I still think about Marcy, one of my first rescue kittens. I fished her out of a gutter one rainy night, and as a consequence, immediately signed myself up for the round-the-clock care of a dying creature. Her body was basically a host to an endless supply of parasites, which would eventually prove fatal. When I took her in, she couldn’t even walk. But a week into treatment, she came running out of my bedroom, only to run back inside when I began shrieking in excitement over how “Marcy can run!”
But it didn’t take long for Marcy to fall ill and immobile again; this time, she never recovered.

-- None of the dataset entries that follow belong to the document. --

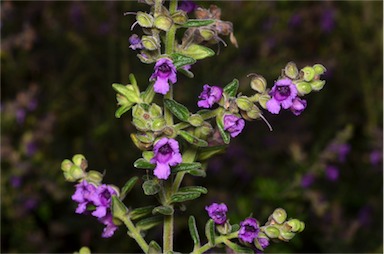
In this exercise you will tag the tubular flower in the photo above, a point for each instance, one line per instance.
(166, 154)
(233, 124)
(209, 96)
(217, 212)
(283, 93)
(249, 230)
(164, 71)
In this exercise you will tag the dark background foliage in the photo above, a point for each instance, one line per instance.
(59, 59)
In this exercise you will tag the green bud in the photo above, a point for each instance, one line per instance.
(294, 224)
(308, 73)
(163, 22)
(158, 124)
(258, 83)
(244, 103)
(94, 177)
(150, 42)
(144, 19)
(291, 70)
(155, 110)
(303, 87)
(80, 161)
(319, 69)
(66, 165)
(179, 17)
(317, 85)
(272, 231)
(195, 120)
(286, 236)
(279, 215)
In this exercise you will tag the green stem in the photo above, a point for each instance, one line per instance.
(135, 234)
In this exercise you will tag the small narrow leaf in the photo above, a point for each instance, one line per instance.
(179, 110)
(231, 88)
(128, 187)
(198, 22)
(193, 139)
(140, 212)
(149, 223)
(143, 164)
(151, 187)
(193, 231)
(165, 210)
(179, 197)
(210, 232)
(154, 248)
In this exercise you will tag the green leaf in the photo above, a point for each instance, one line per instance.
(154, 248)
(237, 248)
(197, 52)
(179, 197)
(119, 210)
(180, 60)
(200, 189)
(231, 88)
(193, 231)
(210, 232)
(207, 152)
(143, 164)
(128, 187)
(121, 110)
(225, 135)
(151, 187)
(165, 210)
(192, 139)
(149, 223)
(179, 110)
(140, 212)
(198, 22)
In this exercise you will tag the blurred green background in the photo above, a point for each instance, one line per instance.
(59, 59)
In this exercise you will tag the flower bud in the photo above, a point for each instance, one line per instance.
(158, 124)
(319, 69)
(195, 120)
(294, 225)
(150, 42)
(163, 22)
(144, 19)
(179, 17)
(291, 70)
(66, 165)
(94, 177)
(272, 231)
(279, 215)
(303, 87)
(317, 85)
(258, 83)
(80, 161)
(244, 103)
(308, 73)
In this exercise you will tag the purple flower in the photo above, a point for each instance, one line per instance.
(233, 124)
(164, 71)
(84, 195)
(166, 154)
(102, 200)
(298, 106)
(187, 6)
(209, 96)
(135, 42)
(249, 229)
(217, 212)
(110, 227)
(283, 93)
(332, 173)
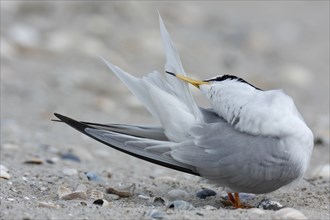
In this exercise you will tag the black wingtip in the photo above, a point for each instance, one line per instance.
(173, 74)
(73, 123)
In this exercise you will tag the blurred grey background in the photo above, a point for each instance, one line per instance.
(49, 56)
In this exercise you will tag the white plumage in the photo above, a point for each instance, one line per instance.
(249, 141)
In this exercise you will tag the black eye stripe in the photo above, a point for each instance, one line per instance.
(230, 77)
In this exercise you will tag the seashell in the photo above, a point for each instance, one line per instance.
(95, 194)
(48, 205)
(181, 205)
(66, 194)
(205, 193)
(74, 195)
(91, 176)
(155, 214)
(4, 172)
(101, 202)
(81, 188)
(144, 197)
(209, 207)
(112, 197)
(34, 161)
(176, 194)
(70, 156)
(289, 213)
(256, 211)
(243, 196)
(70, 171)
(268, 204)
(159, 201)
(120, 193)
(62, 191)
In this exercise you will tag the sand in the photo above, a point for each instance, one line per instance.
(49, 64)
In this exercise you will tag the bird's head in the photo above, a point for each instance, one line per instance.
(233, 80)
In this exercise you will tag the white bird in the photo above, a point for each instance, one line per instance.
(251, 140)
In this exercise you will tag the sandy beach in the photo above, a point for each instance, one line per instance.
(50, 63)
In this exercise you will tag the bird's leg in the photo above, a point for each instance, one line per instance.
(231, 198)
(237, 201)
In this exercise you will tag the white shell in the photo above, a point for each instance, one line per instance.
(289, 213)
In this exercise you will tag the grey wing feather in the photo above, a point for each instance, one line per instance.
(151, 150)
(145, 131)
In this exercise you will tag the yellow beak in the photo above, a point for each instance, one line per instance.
(193, 82)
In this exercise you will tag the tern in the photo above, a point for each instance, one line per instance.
(250, 140)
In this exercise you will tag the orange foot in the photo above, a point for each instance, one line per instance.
(236, 203)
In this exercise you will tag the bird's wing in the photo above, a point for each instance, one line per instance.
(173, 64)
(241, 162)
(166, 97)
(132, 145)
(144, 131)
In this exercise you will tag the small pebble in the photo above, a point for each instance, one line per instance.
(205, 193)
(155, 214)
(289, 213)
(48, 205)
(91, 176)
(181, 205)
(144, 197)
(65, 193)
(176, 194)
(70, 156)
(36, 161)
(70, 171)
(159, 201)
(268, 204)
(101, 202)
(243, 196)
(209, 207)
(95, 194)
(112, 197)
(4, 172)
(256, 211)
(120, 193)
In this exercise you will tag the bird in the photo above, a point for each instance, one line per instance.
(249, 140)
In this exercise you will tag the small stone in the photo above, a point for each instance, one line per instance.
(324, 171)
(256, 211)
(268, 204)
(34, 161)
(101, 202)
(289, 213)
(155, 214)
(205, 193)
(209, 207)
(120, 193)
(91, 176)
(144, 197)
(112, 197)
(181, 205)
(159, 201)
(95, 194)
(176, 194)
(66, 194)
(48, 205)
(70, 156)
(70, 171)
(4, 172)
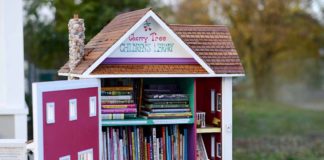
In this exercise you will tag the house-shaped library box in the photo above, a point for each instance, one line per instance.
(140, 89)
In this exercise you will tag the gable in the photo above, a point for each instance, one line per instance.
(199, 46)
(150, 43)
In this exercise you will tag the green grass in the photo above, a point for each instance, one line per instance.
(273, 131)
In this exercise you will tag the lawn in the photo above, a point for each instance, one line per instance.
(273, 131)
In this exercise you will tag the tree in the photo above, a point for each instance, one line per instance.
(46, 41)
(278, 41)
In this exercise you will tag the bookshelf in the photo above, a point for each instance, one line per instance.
(146, 54)
(209, 130)
(203, 95)
(143, 121)
(141, 90)
(208, 100)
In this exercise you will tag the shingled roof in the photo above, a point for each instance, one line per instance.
(212, 43)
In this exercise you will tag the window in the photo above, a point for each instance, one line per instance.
(212, 99)
(73, 109)
(85, 155)
(219, 150)
(219, 102)
(92, 106)
(50, 113)
(68, 157)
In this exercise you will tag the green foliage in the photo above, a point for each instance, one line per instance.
(278, 41)
(46, 41)
(273, 131)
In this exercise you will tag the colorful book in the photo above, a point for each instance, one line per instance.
(107, 106)
(115, 93)
(124, 97)
(166, 115)
(117, 88)
(119, 110)
(164, 110)
(167, 100)
(125, 101)
(110, 116)
(156, 106)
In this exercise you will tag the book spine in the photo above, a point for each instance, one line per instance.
(116, 102)
(163, 144)
(154, 143)
(115, 146)
(185, 131)
(104, 145)
(122, 88)
(138, 144)
(115, 93)
(157, 149)
(120, 149)
(119, 110)
(145, 148)
(133, 145)
(108, 143)
(127, 97)
(108, 106)
(130, 143)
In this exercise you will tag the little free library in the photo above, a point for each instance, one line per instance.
(141, 89)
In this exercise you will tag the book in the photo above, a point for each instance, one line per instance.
(153, 106)
(201, 150)
(166, 115)
(209, 129)
(107, 106)
(124, 97)
(116, 93)
(144, 142)
(119, 110)
(120, 101)
(111, 116)
(117, 88)
(164, 110)
(167, 100)
(166, 96)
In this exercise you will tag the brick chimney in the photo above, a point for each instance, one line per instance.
(76, 41)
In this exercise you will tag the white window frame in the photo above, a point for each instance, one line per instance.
(50, 112)
(73, 109)
(82, 153)
(68, 157)
(93, 106)
(219, 102)
(212, 100)
(219, 150)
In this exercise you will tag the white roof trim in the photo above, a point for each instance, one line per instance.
(132, 30)
(149, 75)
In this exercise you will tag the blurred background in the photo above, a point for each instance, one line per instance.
(278, 105)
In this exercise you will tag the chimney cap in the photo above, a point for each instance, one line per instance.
(76, 16)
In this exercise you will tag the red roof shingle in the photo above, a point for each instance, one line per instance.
(212, 43)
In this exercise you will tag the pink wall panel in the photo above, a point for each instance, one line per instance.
(66, 137)
(203, 88)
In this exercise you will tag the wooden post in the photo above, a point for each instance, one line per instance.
(13, 110)
(227, 130)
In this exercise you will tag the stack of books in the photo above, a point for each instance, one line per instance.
(165, 101)
(141, 143)
(118, 103)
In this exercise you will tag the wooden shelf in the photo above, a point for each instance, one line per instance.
(143, 121)
(209, 129)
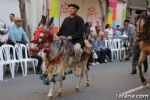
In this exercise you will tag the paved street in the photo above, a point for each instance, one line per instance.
(107, 80)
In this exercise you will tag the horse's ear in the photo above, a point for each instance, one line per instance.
(51, 21)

Somehow, we pulled through months of her being bedridden, of seizures in the middle of the night, of needing to be cleaned whenever she soiled herself. I spoke with Marcy’s vet, and the choice was for her to slowly deteriorate with the increased frequency of her seizures, or we could let her go then and there. We chose to let her go.
Few people are privy to the terms by which euthanasia is done. At the shelter, another person aside from the vet has to be in the room. Sometimes that person is me, as was the case with Marcy on that afternoon in 2013. When it was over, I tearfully thanked the doctor before taking Marcy’s body to a freshly dug plot on the other side of the compound. This plot would be close to where we buried Catboy seven years later. Again, this intimacy with death.

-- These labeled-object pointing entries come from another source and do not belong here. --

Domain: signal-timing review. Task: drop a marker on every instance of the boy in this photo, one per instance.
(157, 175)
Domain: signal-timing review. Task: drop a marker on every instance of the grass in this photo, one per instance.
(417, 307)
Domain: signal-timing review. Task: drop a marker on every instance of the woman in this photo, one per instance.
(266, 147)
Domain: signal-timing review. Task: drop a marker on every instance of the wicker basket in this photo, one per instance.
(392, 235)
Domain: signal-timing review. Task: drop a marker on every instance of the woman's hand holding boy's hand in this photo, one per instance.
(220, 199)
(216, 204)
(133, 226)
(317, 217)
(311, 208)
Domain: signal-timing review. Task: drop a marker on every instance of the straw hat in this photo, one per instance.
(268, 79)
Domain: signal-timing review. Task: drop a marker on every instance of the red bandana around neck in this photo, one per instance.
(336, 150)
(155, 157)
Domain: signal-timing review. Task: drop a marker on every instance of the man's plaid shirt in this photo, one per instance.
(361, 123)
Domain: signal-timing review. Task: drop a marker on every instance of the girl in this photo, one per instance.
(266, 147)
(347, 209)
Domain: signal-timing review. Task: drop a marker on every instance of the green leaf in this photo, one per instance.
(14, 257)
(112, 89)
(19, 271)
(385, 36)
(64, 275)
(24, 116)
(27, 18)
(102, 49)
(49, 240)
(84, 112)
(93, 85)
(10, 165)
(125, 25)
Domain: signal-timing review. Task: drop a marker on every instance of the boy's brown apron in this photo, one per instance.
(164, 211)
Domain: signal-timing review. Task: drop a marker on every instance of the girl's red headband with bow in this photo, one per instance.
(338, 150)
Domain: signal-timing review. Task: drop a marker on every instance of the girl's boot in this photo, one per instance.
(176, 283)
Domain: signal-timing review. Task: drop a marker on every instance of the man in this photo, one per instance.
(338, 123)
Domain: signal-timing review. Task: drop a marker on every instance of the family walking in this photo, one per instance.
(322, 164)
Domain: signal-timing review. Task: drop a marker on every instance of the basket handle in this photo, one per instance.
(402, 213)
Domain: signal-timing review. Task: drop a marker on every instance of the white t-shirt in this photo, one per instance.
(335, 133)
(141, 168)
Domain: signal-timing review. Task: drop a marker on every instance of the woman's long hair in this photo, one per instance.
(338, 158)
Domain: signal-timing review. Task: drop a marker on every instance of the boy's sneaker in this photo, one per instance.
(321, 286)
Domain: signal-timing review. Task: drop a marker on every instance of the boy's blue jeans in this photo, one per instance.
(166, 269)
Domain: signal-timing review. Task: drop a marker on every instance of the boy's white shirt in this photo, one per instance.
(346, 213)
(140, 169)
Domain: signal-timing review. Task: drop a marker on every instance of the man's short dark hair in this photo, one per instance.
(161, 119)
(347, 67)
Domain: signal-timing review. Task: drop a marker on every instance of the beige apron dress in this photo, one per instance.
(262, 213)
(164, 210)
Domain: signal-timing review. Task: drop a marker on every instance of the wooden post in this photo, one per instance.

After burying Marcy, I walked back to the shelter’s front office and collapsed into the arms of my friend T, who had graciously agreed to stay with me through the ordeal. Anna, our director, also happened to be there, and she rushed to my side when she heard me sobbing.
“We care so much, we care so much,” she said over and over again, her hand on my shoulder. Her words would resonate later, as we all gathered over a pandemic-era Zoom call to say goodbye to Kallie, a shelter cat who was no longer responding to treatment for neurological damage. Our vet had tried everything, and the day before, I received a call to come and “just be with Kallie.”
‘Gentle hands’
Euthanasia does not take long. “There might be a shudder and some unpleasant gasps,” another vet had warned me. But mostly there is silence. We put Kallie on a soft bed with her head raised just a bit, so that her face was visible to the other volunteers who had joined the call.

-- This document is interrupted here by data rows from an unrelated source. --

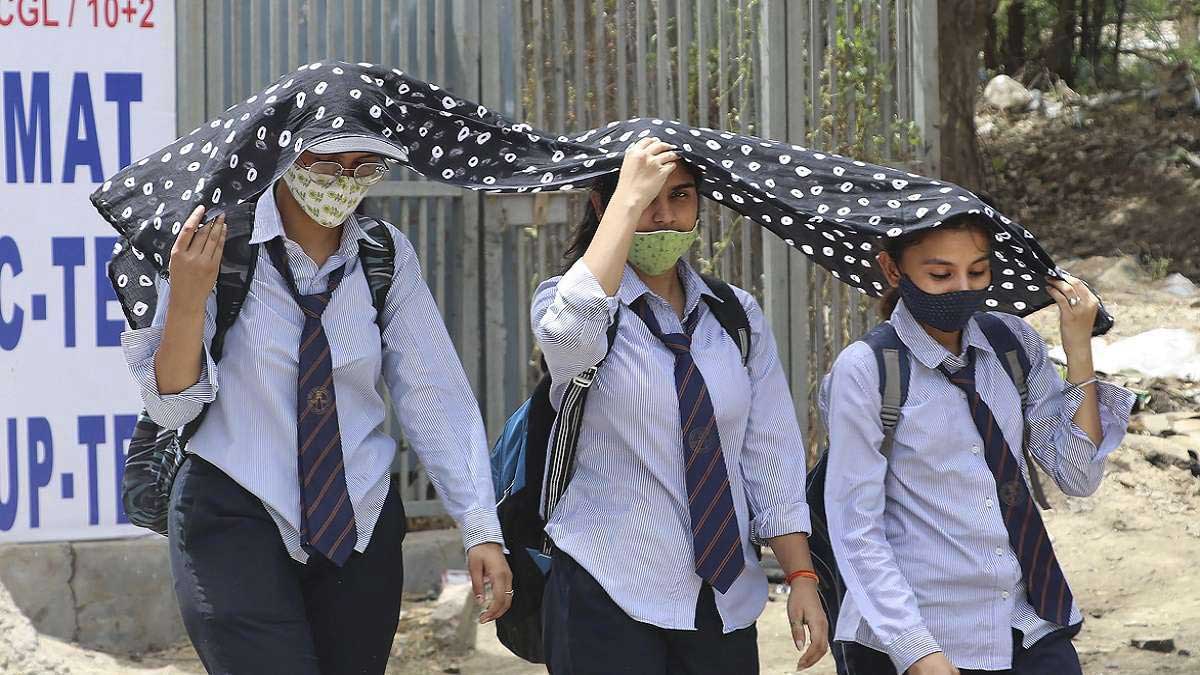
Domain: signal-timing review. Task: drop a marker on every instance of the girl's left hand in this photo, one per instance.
(1077, 310)
(804, 608)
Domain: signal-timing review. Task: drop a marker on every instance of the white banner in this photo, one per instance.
(87, 87)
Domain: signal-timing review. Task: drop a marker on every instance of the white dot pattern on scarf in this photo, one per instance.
(829, 207)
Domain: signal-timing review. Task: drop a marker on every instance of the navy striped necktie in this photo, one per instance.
(1044, 581)
(327, 517)
(717, 539)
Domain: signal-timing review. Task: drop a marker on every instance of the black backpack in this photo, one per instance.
(155, 453)
(894, 365)
(520, 464)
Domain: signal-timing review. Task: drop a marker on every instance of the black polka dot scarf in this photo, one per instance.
(832, 208)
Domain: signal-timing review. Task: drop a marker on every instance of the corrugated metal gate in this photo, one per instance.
(850, 76)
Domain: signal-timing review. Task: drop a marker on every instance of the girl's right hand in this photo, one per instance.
(196, 261)
(643, 173)
(934, 664)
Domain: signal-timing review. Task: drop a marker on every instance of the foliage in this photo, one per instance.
(1147, 30)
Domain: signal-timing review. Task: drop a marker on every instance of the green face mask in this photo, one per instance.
(655, 252)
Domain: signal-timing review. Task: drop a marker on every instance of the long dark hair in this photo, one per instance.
(587, 228)
(895, 246)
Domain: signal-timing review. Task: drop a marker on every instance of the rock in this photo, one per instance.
(1007, 94)
(454, 620)
(39, 578)
(1187, 426)
(1179, 286)
(1066, 94)
(1153, 424)
(1110, 273)
(1162, 352)
(1162, 645)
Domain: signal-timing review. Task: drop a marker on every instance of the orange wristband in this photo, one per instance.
(801, 573)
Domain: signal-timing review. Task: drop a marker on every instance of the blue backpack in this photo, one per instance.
(523, 454)
(894, 366)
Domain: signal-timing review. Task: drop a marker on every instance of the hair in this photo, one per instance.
(895, 246)
(587, 228)
(604, 186)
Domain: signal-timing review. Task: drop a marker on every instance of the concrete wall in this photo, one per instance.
(117, 596)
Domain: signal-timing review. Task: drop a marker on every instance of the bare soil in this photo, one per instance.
(1114, 185)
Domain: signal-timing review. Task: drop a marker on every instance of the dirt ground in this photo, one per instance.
(1129, 551)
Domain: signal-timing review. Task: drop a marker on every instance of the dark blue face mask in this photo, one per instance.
(945, 311)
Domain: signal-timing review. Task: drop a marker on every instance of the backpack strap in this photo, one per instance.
(894, 366)
(238, 261)
(565, 438)
(378, 260)
(1015, 360)
(730, 314)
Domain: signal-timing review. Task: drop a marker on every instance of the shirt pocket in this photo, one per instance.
(935, 435)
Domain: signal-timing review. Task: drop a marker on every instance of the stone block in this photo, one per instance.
(427, 555)
(125, 601)
(455, 619)
(39, 579)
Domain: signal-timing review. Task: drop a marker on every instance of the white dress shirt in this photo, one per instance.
(919, 537)
(250, 430)
(624, 517)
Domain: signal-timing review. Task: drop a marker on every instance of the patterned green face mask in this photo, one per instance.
(655, 252)
(327, 204)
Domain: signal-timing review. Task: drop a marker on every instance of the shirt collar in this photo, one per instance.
(269, 225)
(694, 286)
(923, 346)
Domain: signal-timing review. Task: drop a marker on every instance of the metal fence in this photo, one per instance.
(850, 76)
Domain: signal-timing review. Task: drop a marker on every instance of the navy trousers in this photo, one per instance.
(251, 609)
(1053, 655)
(587, 633)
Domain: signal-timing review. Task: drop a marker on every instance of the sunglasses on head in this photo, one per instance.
(325, 172)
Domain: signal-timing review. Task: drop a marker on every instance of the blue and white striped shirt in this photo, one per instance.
(919, 538)
(250, 431)
(624, 517)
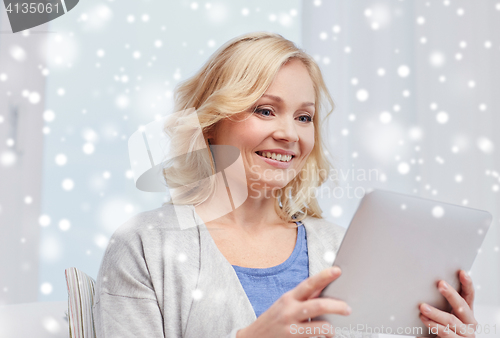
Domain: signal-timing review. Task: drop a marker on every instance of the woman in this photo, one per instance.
(259, 268)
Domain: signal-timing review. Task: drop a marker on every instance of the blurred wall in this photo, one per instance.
(414, 84)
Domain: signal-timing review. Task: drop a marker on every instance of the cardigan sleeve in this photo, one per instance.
(125, 301)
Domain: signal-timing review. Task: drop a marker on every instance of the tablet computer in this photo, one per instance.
(395, 251)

“Thank you for being here with Kallie,” Anna told us. “Thank you for holding her and treating her with gentle hands.”
I’ve had a lot of time to think about those words—“gentle hands,” not only in the context of this work that isn’t work, but also in what I, or we, do as cultural workers in a country with such a low regard for its cultural sector. I think a lot about care, but mostly within the legitimizing frameworks of the curatorial. I had never really thought about the importance of treating objects with gentle hands, especially with regard to the career-making world of “actual work.” But I also question the useful pragmatism of compartmentalizing, especially in the context of these multiple involvements.
To keep ourselves from breaking, we compartmentalize and separate actual work from the work we allow near our hearts. But there is work that demands our all, and sometimes it’s not the so-called actual work, but the moments we are called to hold something with gentle hands. To just be there, whether it’s for the tiniest of animals or the most vulnerable of us.
I wish this were in the vocabulary of work—actual work, employable work—but that is often not the case. There is still so much to unlearn.